Five Factors of Design Fidelity
To explore fidelity in greater detail we can break it down into five separate components:
- Visual: The visual fidelity refers to the visual design elements that make a design appear closer to a wireframe, work in progress or final design.
- Interaction: This can include the detail of interactions within the designs or prototype e.g. animations, are forms and buttons interactive, etc.
- Breadth: To what degree is this the whole or just a part of a whole experience.
- Depth: At a given level of breadth, to what degree is the user constrained within a set flow, task or section of the design.
- Content: How real is the content, contextual choices and copy within the design and/or prototype?
By thinking about fidelity in this way we can be more purposeful in ensuring our designs and prototypes can actually help us solve and uncover the insights we need to progress with the design process.
How does this influence what we choose to design?
Choosing when to focus on the depth and breadth of a design may be critical to understanding the validity of a new feature and whether it provides value to people. On the other hand, ensuring amendments to a form flow are interactive and look visually on par with the current experience can be critical for making small iterative improvements and changes in user behaviour.
Often when design is discussed there is often an inherent challenge that all wireframes are ‘low fidelity’ and all visual designs are ‘high fidelity’ but instead need to focus on how designs and prototypes are fit for purpose depending on problems we’re attempting to solve.
How does this inform the tools we use to prototype?
Depending on where we are in the design process (concept validation vs. small usability improvements and refinement), time available and problems we’re attempting to answer and the appropriate fidelity needed all inform the choice of tool most suited for the situation.
When creating designs and prototypes I like to group tools into three key categories:
- Paper Prototyping
- Basic Prototyping (Figma)
- Advanced Prototyping (Axure, Protopie, Dev)
|Name||Exploration||Fail Fast||Attachment||Feedback||Fidelity Strengths|
|Paper Prototyping||Fewer limitations, effort, experience and skills required to create ideas||Quick to create ideas and prep for testing||Less effort is required with the medium making it easier to move on if things aren’t working||Greater honesty due to lower fidelity / Good for concept validation|
|Basic Prototyping||Greater limitations, effort, experience and skills required to create ideas||More detailed tools to create ideas||More effort is required with the medium making it easier to build attachments to designs||Good for concept validation|
|Advanced Prototyping||Focus shifts to small interaction changes and usability||Focus shifts to small interaction changes and usability||Making changes becomes more difficult due to complexity and therefore reticence to change things||Good for usability testing and refinement / Sometimes concept validation and usability are tied together e.g. calculators / Form Flows|
I definitely know I’ve been guilty of testing basic prototypes when conducting user testing for form flows when an advanced, interactive prototype would have been better suited to the task.
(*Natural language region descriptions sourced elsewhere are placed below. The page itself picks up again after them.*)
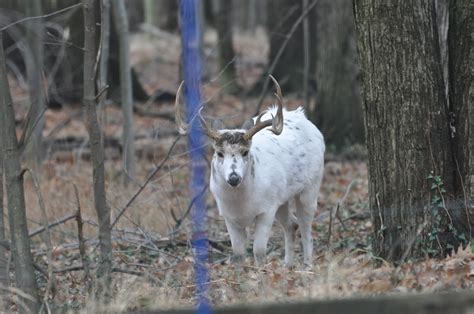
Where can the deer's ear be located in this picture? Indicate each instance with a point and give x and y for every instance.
(217, 124)
(248, 124)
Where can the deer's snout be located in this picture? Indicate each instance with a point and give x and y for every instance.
(234, 179)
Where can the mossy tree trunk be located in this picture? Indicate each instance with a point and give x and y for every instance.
(20, 242)
(461, 92)
(411, 169)
(97, 152)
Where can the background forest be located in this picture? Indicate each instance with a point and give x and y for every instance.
(95, 205)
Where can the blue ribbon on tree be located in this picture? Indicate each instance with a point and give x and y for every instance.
(191, 60)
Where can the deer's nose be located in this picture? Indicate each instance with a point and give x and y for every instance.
(234, 179)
Or not spending enough time on paper exploring ideas before jumping onto Figma.
Is this an experience shared across the industry?
The 2022 Design Tools Survey by UX Tools, totalling 4,260 respondents, gives us some insight into how common this ‘comfort’ with go-to tools is. Of those surveyed 86 per cent of those survey use basic prototyping tools, 91 per cent of those use Figma specifically. While only 53 per cent use advanced prototyping tools, with Protopie and Axure being on roughly equal footing with those using coded prototypes. Sketching and paper prototyping are completely absent from the survey responses and methodology. What this tells us is that comfort with key tools is common and the greater complexity is possible a blocker to advanced prototyping even when it might be more appropriate to the task at hand.
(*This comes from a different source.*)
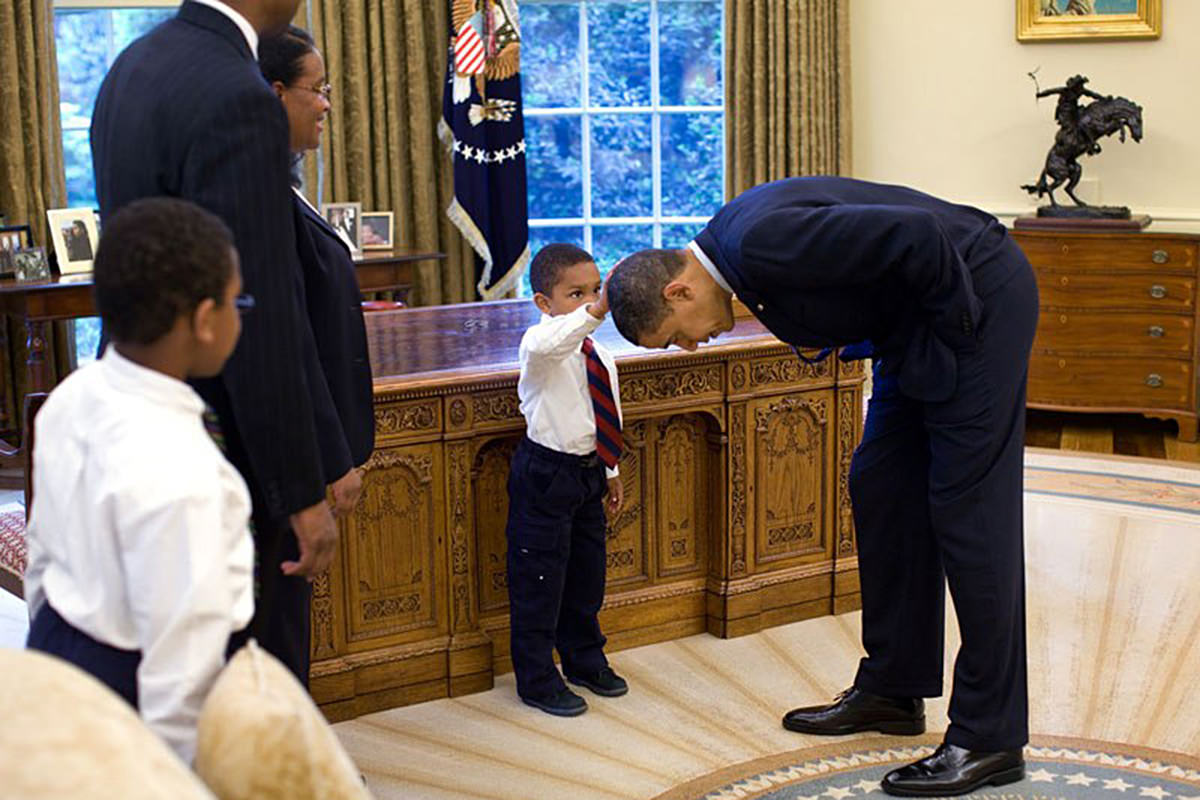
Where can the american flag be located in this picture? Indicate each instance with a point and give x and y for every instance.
(469, 55)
What can we do moving forward?
Often we get comfortable with the tools we use day in and day out to the point that the choice becomes not a choice at all, but rather the default. We don’t always stop to ask where am I in the design process, what do I need to solve and what do I need to create to get there. By using these frameworks of fidelity and tool categories we can begin to challenge ourselves to use the right tools at the right time.